# Descriptive Analysis

- Size
- Missingness
- Shape
- Central Tendency
- Variability

<div class="alert alert-success">
The goal of a <b>descriptive analysis</b> is to understand and summarize information about the variables stored in your dataset.
</div>

### Setup

The packages and settings we'll use in this workbook:

In [None]:
import numpy as np
import pandas as pd

import matplotlib.pyplot as plt
plt.rcParams['figure.figsize'] = (17, 7) #increase figure size

import seaborn as sns
sns.set(style='white', font_scale=2) #set style

import warnings
warnings.filterwarnings('ignore')

from scipy.stats import uniform, norm, bernoulli, poisson

#improve resolution
#comment this line if erroring on your machine/screen
%config InlineBackend.figure_format ='retina'

### The Data

To walk through these concepts today, we're going to use data from mammalian sleep patterns.

In [None]:
df = pd.read_csv('data/msleep.csv') 
df.head()

## Size

As discussed previously, knowing and checking the size of your data helps you:
- understand what information you have
- know if it read into Python correctly
- determine what analyses are appropriate

In [None]:
# determine rows and columns in df
df.shape

We now know that we have information about 83 mammals with information from 11 different variables.

## Missingness

Data can be missing for all kinds of reasons. It's your job to determine if:
- values are missing at random
- values are missing due to data entry errors
- values are missing due to faulty data collection



In [None]:
# True if row contains at least one null value
# axis argument: 0 for reducing by ‘index’, 1 for reducing by ‘columns’,
null_rows = df.isnull().any(axis=1)
df[null_rows].shape

In [None]:
# columns with missing values
df.columns[df.isnull().any(axis=0)]

In [None]:
# number of missing values by column
df.isnull().sum()

<div class="alert alert-danger">
Caution: Observations should only be removed from your dataset if you have a valid reason to do so. If you remove observations with missing values from your dataset, your report should be <b>very</b> clear that you did so.
</div>

## Shape

The shape of your data dictates what analyses you can do. Today, we'll review a number of different distributions (shapes) data can take and examples of data that take that distribution.

### Uniform Distribution

<div class="alert alert-success">
The Uniform distribution has the property that every outcome has the equal probability of occurring. In other words, all outcomes are equally likely.
</div>

In [None]:
dat = uniform.rvs(size=10000)
sns.distplot(dat, kde=False, bins=20);

The **probability of rolling a given number on a fair die** is the same each time you roll the die - an example of a Uniform distribution!

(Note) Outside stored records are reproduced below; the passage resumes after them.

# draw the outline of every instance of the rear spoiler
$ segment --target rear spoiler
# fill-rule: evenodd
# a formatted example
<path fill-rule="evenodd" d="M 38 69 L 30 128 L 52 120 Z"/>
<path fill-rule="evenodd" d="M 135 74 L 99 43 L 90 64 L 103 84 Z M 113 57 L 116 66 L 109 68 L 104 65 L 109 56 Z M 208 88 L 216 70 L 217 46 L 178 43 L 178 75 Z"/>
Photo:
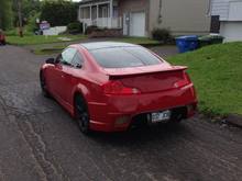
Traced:
<path fill-rule="evenodd" d="M 158 69 L 140 69 L 140 68 L 125 68 L 125 69 L 105 69 L 107 76 L 111 78 L 118 77 L 130 77 L 130 76 L 140 76 L 140 75 L 148 75 L 148 73 L 157 73 L 157 72 L 169 72 L 169 71 L 185 71 L 187 67 L 185 66 L 170 66 L 169 68 Z"/>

The **probability of pulling a spade out of a deck of cards** is the same each time you pull a card out of the deck.

The **probability of flipping a heads each time you flip a fair coin** is the same each time you flip the coin.

### Normal Distrubtion

<div class="alert alert-success">
The Normal (also Gaussian, or 'Bell Curve') distribution, is a distribution defined by its mean and standard deviation.
</div>

In [None]:
# loc specifies mean
# scale specifies the standard deviation
dat = norm.rvs(loc=0, scale=1, size=10000)
sns.distplot(dat, kde=False, bins=20);

With a standard Normal curve:
- 68% of the values fall within one standard deviation [-1,1]
- 95% of the values fall within two standard deviations [-2,2]

The **Normal distribution** is taught all over the place, and this is because it shows up all over the place. It's found in nature and across measurements we take all the time. It's also easy to understand and to work with statistically.

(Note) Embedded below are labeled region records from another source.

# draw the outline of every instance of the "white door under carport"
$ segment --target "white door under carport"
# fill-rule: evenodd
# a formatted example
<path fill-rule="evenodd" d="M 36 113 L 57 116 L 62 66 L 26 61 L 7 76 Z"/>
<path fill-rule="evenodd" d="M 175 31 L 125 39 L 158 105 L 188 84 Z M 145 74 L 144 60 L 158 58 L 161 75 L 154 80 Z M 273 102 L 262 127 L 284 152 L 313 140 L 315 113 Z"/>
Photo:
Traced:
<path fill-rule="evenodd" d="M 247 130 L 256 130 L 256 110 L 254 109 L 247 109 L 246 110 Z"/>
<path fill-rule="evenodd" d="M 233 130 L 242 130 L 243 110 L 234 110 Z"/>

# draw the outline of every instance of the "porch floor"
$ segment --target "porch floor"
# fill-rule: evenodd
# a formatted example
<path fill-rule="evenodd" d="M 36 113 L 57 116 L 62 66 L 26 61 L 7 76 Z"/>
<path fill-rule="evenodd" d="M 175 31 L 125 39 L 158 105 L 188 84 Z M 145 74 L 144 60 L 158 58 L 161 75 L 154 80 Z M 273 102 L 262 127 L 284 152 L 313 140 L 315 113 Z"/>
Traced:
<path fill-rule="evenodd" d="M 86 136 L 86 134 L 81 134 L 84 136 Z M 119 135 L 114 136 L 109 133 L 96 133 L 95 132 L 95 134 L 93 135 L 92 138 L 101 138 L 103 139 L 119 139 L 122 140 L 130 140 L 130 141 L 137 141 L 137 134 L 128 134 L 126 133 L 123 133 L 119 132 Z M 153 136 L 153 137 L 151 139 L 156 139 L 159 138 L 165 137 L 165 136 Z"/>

The **height of players in the NBA** follows a Normal distribution, with the average height being 6'7". 

If you were to **flip a fair coin 16 times** and count the number of heads each time...and then repeat this 1000 times, recording the number of heads each time, this would follow a Normal distribution. 8 would be the most popular number of heads, but there would be a normal distribution centered on 8 for these data.

### Bimodal Distributions

<div class="alert alert-success">
A Bimodal Distribution is a distribution with two peaks - it often indicates that you have information about two groups. 
</div>

In [None]:
loc1, scale1, size1 = (90, 5, 175)
loc2, scale2, size2 = (70, 5, 175)
bi = np.concatenate([np.random.normal(loc=loc1, scale=scale1, size=size1), 
                     np.random.normal(loc=loc2, scale=scale2, size=size2)])
sns.distplot(bi, kde=False, bins=20);

When **test scores in a class** are bimodal, often one peak describes those students who studied, while the other are those who didn't study or are struggling more with the course material.

Another example of a bimodal distribution are **the number of visitors at a restaurant over time**. Often restaurants will get a peak of visitors at lunchtime and dinnertime, with lulls in between.

### Bernoulli Distribution

<div class="alert alert-success">
A Bernouilli Distribution is a binary distribution - it takes only two values (0 or 1), with some probably 'p'. 
</div>

In [None]:
r = bernoulli.rvs(0.1 , size=10000)
sns.distplot(r, kde=False, bins=10);

Usually the value 1 indicates 'success' and 0 indicates 'failure'

Whether a **team will win a championship or not** follows a Bernoulli distribution - the team will either win (1 = success) or lose (0 = failure), and there is some probability assigned to each of those values.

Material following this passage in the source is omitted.